Робежниек стонет так, словно кто-то острым ножом разрывает его раны. Комок перекатывается у него во рту, но сплюнуть он не может.
— Поди, холодно тебе, бедняге… — Старуха накрывает ему ноги пиджаком. Тут она замечает, что глаз Робежниека странно уставился в одну точку. Она оборачивается. В дверях, согнувшись, неподвижно стоит незнакомый мужчина. Вглядевшись получше, она узнает Мартыня Робежниека.
— Проведать пришел? Заходи, заходи. Он пока еще жив. Едва дышит. До утра, пожалуй, не дотянет.
Шатаясь как пьяный, Мартынь подходит совсем близко. Шея его смешно втянута в воротник, а подбородок выпячен, как у лунатика или слепого, под глазами синие круги. Глубоко ввалившиеся прищуренные глаза горят зловещим блеском. Как завороженные, глядят они в единственный, полный нечеловеческой боли вопрошающий глаз отца, который мерцает из-под мертвенно-бледного рассеченного лба с прилипшими к нему прядями волос.

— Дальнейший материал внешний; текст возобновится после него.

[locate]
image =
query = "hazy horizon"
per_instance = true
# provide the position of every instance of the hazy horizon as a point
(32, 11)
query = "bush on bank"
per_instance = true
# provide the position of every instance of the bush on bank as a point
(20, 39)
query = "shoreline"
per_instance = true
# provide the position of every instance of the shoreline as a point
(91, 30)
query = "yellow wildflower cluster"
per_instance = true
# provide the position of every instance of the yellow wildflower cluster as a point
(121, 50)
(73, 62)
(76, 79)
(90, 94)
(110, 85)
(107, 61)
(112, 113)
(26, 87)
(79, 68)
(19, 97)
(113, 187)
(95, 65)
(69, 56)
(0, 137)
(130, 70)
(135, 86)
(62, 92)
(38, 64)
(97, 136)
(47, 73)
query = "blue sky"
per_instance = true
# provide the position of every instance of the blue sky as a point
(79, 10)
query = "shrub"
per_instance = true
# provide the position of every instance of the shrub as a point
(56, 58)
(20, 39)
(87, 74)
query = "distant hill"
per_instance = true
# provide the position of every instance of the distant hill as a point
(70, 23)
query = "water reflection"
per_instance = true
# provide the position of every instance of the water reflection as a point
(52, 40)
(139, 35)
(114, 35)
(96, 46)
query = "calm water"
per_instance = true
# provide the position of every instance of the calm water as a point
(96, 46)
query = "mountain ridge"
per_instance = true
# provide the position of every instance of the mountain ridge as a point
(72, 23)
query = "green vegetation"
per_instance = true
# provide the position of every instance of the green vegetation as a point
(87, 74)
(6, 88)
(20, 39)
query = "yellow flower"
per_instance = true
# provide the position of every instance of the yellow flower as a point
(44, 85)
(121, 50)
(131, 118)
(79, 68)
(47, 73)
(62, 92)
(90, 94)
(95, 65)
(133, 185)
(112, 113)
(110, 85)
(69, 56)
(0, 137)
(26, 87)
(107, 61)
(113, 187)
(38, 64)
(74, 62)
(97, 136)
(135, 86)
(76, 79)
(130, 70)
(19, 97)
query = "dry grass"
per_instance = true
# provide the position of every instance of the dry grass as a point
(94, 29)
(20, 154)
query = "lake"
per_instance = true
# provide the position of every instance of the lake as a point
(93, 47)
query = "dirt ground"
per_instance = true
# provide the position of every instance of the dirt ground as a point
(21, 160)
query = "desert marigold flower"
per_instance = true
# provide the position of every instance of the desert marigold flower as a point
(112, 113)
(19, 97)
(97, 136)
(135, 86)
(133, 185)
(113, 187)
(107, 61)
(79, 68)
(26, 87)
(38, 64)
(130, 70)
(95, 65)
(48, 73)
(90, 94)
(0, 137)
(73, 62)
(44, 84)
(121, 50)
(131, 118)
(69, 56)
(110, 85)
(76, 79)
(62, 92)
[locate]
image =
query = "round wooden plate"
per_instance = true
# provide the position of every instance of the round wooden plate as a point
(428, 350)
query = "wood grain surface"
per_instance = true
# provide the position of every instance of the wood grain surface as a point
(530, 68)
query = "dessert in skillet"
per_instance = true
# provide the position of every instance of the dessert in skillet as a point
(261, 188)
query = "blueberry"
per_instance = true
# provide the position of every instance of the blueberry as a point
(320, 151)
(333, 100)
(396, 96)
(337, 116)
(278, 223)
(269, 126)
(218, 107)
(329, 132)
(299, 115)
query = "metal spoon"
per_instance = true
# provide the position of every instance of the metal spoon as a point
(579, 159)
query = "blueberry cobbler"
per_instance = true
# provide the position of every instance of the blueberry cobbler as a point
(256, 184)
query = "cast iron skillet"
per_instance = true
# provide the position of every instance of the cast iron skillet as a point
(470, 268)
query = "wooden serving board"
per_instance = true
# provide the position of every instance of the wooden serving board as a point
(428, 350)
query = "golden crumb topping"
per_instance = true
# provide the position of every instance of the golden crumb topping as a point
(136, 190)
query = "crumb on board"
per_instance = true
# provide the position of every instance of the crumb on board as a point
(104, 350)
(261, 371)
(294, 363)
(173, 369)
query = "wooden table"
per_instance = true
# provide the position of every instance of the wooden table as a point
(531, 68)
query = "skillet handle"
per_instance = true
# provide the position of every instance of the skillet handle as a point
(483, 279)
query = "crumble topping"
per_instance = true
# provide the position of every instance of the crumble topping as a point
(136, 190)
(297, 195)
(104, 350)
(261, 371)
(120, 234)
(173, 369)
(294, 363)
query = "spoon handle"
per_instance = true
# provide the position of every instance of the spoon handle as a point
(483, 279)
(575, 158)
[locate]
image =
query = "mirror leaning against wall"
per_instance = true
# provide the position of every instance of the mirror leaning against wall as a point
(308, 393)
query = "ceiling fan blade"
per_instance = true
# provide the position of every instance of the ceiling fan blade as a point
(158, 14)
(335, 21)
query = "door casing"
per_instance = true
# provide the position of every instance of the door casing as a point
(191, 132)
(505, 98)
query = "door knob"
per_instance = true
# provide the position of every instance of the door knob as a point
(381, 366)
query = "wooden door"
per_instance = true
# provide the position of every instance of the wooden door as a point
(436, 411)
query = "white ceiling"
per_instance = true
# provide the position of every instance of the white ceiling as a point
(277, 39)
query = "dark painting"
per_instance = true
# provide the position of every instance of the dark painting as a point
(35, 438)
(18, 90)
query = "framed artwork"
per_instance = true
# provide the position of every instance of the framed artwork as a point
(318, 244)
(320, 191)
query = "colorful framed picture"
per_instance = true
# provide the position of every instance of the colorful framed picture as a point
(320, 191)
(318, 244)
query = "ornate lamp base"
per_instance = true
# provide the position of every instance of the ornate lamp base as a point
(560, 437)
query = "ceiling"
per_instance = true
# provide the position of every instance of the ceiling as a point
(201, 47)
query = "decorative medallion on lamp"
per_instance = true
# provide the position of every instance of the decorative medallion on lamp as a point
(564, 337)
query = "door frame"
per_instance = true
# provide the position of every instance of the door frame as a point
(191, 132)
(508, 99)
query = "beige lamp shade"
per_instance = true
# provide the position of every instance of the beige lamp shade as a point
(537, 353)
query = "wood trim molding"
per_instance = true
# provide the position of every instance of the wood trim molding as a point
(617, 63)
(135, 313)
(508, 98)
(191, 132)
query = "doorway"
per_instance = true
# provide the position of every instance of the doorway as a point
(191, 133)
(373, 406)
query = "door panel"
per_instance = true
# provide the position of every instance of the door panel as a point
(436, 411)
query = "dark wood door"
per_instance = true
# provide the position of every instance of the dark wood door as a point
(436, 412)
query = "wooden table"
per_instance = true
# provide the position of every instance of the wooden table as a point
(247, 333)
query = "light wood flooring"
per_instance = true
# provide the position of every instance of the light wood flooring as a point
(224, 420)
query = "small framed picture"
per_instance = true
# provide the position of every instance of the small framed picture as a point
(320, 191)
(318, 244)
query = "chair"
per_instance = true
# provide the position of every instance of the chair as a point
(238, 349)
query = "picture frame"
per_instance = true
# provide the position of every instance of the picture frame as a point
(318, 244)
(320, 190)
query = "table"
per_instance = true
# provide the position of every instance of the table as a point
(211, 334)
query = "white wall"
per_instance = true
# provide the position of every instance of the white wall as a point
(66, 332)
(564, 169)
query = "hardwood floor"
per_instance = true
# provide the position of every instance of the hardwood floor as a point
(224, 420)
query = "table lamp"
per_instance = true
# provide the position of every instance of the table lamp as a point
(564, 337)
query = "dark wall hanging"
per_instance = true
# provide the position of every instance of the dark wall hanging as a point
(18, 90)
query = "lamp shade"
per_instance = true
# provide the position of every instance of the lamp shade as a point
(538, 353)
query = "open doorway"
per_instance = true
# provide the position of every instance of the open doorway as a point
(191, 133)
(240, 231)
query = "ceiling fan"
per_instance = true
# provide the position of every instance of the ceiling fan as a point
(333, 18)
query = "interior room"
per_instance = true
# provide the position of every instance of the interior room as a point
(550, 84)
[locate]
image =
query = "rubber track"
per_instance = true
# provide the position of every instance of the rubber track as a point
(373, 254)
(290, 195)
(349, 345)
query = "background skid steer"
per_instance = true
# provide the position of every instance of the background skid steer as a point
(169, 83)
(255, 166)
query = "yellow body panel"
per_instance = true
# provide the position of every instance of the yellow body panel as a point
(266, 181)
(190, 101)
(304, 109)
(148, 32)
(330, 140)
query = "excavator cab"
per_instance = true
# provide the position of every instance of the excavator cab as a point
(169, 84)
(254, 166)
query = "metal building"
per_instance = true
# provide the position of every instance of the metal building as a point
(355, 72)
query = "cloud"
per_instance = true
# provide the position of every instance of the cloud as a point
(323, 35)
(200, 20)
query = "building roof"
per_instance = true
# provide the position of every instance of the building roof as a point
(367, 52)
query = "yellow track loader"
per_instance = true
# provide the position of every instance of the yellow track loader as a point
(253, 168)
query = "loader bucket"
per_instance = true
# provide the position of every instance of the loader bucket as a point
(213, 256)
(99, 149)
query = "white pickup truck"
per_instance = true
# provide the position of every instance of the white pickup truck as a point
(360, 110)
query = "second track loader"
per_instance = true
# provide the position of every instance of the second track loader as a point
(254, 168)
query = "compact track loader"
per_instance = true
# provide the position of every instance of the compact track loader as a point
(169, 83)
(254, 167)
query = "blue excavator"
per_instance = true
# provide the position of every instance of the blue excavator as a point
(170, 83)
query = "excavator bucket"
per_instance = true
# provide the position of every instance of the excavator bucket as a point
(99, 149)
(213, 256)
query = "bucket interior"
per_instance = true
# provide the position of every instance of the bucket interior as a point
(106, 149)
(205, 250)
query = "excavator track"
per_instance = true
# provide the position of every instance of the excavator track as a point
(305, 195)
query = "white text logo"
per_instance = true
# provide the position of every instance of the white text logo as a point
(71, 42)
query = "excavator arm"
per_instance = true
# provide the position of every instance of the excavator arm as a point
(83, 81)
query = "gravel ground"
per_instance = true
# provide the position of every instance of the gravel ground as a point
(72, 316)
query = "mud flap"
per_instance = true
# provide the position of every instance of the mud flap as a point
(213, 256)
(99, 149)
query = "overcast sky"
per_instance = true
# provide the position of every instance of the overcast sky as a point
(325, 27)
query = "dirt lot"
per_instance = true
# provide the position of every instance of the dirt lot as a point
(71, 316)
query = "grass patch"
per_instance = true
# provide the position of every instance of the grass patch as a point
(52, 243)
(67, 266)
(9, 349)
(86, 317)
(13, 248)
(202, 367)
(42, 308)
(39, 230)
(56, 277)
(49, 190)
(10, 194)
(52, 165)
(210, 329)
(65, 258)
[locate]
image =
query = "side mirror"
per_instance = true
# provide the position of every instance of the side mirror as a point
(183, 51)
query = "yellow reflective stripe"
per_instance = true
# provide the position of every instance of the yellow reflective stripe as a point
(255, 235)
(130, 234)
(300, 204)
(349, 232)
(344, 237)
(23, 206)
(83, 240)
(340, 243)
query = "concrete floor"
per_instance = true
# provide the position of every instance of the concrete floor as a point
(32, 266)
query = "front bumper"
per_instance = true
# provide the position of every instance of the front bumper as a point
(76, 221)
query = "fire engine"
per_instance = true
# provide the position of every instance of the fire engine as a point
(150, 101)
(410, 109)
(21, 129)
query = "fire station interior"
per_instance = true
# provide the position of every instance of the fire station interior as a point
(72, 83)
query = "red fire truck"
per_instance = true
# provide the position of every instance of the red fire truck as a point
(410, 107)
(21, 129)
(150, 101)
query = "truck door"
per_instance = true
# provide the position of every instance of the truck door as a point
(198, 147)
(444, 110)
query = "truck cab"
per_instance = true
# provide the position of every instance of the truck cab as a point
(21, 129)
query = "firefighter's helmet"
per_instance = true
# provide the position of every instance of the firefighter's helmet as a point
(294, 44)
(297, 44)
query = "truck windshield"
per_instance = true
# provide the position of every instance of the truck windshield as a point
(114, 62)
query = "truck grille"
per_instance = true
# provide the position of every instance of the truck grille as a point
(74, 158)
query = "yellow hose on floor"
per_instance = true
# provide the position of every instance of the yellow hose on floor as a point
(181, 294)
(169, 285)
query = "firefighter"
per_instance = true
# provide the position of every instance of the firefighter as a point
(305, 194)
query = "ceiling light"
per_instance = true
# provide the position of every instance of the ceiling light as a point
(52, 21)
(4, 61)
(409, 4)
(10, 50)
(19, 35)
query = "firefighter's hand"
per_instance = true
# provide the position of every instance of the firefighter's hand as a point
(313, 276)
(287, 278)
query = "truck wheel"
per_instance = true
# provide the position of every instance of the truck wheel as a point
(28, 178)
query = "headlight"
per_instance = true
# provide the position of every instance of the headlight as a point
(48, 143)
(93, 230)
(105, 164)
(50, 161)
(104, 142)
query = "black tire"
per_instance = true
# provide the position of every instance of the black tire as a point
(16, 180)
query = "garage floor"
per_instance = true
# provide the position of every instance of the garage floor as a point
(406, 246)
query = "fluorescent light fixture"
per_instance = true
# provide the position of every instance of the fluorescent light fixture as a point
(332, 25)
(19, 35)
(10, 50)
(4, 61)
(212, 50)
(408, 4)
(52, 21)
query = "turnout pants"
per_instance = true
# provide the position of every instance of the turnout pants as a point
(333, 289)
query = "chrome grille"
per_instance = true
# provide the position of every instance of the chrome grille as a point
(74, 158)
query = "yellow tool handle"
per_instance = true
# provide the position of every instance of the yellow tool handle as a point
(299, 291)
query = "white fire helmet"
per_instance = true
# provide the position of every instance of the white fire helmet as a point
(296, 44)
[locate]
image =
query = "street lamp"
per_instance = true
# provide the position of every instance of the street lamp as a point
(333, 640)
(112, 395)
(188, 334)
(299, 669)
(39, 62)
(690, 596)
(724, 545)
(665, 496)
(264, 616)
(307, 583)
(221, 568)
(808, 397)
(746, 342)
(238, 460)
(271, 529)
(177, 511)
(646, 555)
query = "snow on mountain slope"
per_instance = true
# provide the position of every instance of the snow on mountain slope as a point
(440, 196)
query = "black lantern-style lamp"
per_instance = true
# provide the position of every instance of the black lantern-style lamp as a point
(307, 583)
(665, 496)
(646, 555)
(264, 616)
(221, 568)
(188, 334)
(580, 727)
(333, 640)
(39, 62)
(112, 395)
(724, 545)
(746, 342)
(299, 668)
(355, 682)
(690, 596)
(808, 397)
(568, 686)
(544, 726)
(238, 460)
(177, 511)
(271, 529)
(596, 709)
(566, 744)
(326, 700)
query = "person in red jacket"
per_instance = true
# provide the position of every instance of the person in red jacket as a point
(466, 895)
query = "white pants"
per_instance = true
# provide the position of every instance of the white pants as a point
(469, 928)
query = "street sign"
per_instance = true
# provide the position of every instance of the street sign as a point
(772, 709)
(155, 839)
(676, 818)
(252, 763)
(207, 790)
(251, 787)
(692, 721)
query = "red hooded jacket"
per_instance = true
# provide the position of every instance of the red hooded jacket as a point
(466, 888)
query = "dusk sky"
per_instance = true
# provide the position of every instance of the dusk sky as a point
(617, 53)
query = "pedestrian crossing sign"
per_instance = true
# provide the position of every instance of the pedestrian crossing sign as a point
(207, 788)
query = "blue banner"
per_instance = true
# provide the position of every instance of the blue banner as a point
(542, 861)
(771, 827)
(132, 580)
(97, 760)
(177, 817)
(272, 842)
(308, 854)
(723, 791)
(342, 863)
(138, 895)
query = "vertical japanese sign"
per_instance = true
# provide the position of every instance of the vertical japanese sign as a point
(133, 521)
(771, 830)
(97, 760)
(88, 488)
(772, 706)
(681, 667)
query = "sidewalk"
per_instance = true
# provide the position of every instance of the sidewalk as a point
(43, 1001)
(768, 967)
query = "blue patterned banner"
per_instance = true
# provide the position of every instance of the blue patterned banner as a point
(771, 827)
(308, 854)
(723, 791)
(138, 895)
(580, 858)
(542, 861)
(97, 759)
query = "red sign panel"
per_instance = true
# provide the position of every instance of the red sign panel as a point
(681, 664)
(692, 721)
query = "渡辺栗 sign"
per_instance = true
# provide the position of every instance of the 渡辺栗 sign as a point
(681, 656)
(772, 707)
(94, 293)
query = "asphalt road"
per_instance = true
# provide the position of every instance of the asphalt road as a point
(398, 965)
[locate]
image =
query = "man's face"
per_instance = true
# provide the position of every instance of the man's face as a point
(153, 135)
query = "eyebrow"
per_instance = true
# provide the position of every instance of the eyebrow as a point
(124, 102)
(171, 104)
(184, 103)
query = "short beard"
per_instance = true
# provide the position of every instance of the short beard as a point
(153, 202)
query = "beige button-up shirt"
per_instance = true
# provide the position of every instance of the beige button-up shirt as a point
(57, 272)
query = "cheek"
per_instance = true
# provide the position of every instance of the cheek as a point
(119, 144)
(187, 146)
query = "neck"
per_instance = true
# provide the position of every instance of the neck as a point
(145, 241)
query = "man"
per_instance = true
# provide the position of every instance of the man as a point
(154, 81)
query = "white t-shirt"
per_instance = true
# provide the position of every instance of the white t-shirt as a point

Мартынь опирается на изголовье кровати, чтобы не упасть, и стискивает зубы, чтобы не вскрикнуть от гнева и муки. Его сильное тело изнутри сотрясают беззвучные рыдания.
— Звери, звери! Что они с тобой сделали…
Старый Робежниек стонет. Видно, как во рту едва шевелится распухший пересохший язык.
Старуха смотрит с интересом.
— Так он, милый, все время. Рот открывает, видно хочет говорить. А ничего не понять.
Мартынь замечает крупные капли пота на восковом лбу. Может быть, больному жарко? Он снимает пиджак, покрывавший больного, и отшатывается, увидев изуродованные, окровавленные ноги и иссиня-черные вспухшие руки. Невыразимая жалость и боль сжимают ему горло.